There are currently around 4.1 million malware-infected websites in the world.
That’s the conclusion of a new report from certificate lifecycle management (CLM) provider Sectigo, based on an analysis of more than 14 million websites conducted by its website protection and monitoring arm, Site Lock.
Worse still, almost all of these infected websites (93%) are not blacklisted and therefore appear in public search engine listings. The most prevalent malware variants are Filehacker, found on more than a third of infected websites, and Backdoor (31%).
Infecting several million websites is an impressive feat. So how do threat actors go about it?
Sectigo believes that the majority automate their attacks; bots in 2021 accounted for 5.5 times more traffic than humans, or more than 2,300 average weekly bot visits per site. At the same time, the volume of human traffic has decreased.

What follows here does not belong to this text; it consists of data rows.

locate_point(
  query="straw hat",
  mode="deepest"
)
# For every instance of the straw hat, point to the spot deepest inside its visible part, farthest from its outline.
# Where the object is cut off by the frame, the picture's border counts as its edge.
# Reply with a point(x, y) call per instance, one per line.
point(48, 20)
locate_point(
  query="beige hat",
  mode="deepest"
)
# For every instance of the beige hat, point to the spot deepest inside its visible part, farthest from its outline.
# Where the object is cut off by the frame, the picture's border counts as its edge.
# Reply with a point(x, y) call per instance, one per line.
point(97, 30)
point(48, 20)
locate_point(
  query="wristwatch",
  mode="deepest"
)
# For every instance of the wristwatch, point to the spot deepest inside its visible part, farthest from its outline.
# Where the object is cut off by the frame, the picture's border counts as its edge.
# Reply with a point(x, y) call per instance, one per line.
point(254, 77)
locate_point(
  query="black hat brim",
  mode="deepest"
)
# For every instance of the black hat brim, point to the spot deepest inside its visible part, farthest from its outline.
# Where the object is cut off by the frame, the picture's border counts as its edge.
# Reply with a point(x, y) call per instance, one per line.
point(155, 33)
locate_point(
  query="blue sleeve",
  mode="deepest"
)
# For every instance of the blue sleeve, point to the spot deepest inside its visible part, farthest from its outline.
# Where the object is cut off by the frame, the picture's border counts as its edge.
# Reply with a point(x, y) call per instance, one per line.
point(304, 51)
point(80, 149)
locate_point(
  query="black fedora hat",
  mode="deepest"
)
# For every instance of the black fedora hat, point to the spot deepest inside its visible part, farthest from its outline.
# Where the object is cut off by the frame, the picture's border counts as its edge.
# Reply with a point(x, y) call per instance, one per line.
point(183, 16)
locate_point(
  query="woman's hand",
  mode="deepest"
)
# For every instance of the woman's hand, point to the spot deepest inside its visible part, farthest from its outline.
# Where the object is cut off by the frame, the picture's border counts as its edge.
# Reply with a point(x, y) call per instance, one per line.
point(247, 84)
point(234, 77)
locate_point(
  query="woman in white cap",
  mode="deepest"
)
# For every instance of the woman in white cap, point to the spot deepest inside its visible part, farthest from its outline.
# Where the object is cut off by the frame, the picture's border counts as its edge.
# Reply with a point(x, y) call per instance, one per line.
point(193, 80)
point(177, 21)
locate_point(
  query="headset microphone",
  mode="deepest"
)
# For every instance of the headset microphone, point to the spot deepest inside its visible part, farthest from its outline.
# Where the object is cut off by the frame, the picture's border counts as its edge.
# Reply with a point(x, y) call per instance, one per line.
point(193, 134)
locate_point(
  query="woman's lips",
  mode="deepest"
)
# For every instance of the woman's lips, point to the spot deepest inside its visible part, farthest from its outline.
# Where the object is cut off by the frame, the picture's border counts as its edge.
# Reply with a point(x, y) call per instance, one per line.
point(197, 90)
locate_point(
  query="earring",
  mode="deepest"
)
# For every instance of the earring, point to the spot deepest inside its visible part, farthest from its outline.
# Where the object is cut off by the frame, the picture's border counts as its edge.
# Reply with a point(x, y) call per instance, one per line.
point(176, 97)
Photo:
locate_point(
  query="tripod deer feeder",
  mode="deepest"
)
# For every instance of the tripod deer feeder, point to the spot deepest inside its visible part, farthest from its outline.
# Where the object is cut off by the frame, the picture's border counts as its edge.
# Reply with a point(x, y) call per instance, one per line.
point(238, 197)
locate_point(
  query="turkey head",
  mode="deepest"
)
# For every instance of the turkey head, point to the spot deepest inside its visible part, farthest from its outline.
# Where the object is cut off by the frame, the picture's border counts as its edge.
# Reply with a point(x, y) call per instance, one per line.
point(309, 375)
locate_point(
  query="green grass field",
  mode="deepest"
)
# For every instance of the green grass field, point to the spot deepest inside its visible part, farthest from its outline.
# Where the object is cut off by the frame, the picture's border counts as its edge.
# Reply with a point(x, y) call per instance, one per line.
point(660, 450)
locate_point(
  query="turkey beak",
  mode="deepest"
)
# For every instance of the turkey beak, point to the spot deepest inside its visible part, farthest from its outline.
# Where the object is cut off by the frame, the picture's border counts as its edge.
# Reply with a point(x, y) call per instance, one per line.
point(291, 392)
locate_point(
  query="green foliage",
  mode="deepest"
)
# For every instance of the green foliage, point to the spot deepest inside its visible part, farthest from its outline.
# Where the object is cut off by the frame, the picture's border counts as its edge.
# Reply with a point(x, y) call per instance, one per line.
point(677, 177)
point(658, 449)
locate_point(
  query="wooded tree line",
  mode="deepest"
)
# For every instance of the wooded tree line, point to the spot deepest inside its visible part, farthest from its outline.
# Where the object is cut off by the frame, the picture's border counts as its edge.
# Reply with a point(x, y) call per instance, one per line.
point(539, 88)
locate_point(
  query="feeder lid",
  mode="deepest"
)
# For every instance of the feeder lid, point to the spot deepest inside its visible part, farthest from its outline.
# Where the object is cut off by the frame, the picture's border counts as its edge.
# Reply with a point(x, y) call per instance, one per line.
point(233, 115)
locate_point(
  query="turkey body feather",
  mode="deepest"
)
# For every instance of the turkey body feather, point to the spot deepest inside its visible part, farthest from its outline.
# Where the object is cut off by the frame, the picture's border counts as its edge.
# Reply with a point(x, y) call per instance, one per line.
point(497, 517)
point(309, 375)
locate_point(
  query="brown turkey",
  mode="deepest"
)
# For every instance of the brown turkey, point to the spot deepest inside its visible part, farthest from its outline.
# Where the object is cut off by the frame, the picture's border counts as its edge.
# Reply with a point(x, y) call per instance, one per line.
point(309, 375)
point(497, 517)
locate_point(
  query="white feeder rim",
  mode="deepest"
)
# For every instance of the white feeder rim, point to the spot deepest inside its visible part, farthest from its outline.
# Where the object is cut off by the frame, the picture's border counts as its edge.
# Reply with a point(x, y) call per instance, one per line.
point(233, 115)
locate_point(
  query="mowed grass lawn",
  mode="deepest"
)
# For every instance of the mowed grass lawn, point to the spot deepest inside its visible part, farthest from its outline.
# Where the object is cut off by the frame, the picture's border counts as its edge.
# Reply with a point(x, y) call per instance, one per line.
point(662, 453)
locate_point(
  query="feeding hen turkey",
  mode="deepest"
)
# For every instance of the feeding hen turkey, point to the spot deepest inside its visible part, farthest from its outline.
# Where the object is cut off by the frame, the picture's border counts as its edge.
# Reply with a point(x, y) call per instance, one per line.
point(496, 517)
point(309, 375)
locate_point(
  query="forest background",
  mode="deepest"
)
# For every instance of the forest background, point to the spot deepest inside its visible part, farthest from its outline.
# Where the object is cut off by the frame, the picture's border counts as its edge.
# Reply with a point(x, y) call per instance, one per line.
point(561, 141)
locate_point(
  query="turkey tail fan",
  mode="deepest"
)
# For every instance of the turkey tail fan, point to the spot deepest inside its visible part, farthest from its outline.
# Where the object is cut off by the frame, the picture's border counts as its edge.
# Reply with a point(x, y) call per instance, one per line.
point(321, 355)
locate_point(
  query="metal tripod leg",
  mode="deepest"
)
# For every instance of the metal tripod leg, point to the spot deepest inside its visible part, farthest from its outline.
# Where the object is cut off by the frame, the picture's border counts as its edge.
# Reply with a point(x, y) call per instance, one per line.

While not all bot traffic is malicious, the part that is causes a lot of headaches.
“Malicious bots can programmatically visit websites and identify vulnerabilities in code to execute their attacks, such as data theft or malware insertion,” said Jason Soroko, CTO of PKI at Sectigo.
“The public internet is a very dangerous place and is getting worse and worse. Don’t commit the outsider fallacy, SMB websites have enormous value to bad actors because they have customer data and can be used for phishing attacks. It’s not just fraud, either. If websites manage payments, they are also obvious targets. The content management system platforms on which SMBs rely on may not protect against these threats.In fact, they are inherently difficult to secure.
In total, endpoints are attacked 172 times per day, which means they receive eight attacks per minute. Nearly half (48%) of small business website owners believe they are too small to target. At the same time, more than half of them have already been raped.
Given the wide range of threats, businesses need a comprehensive security solution, Sectigo concluded.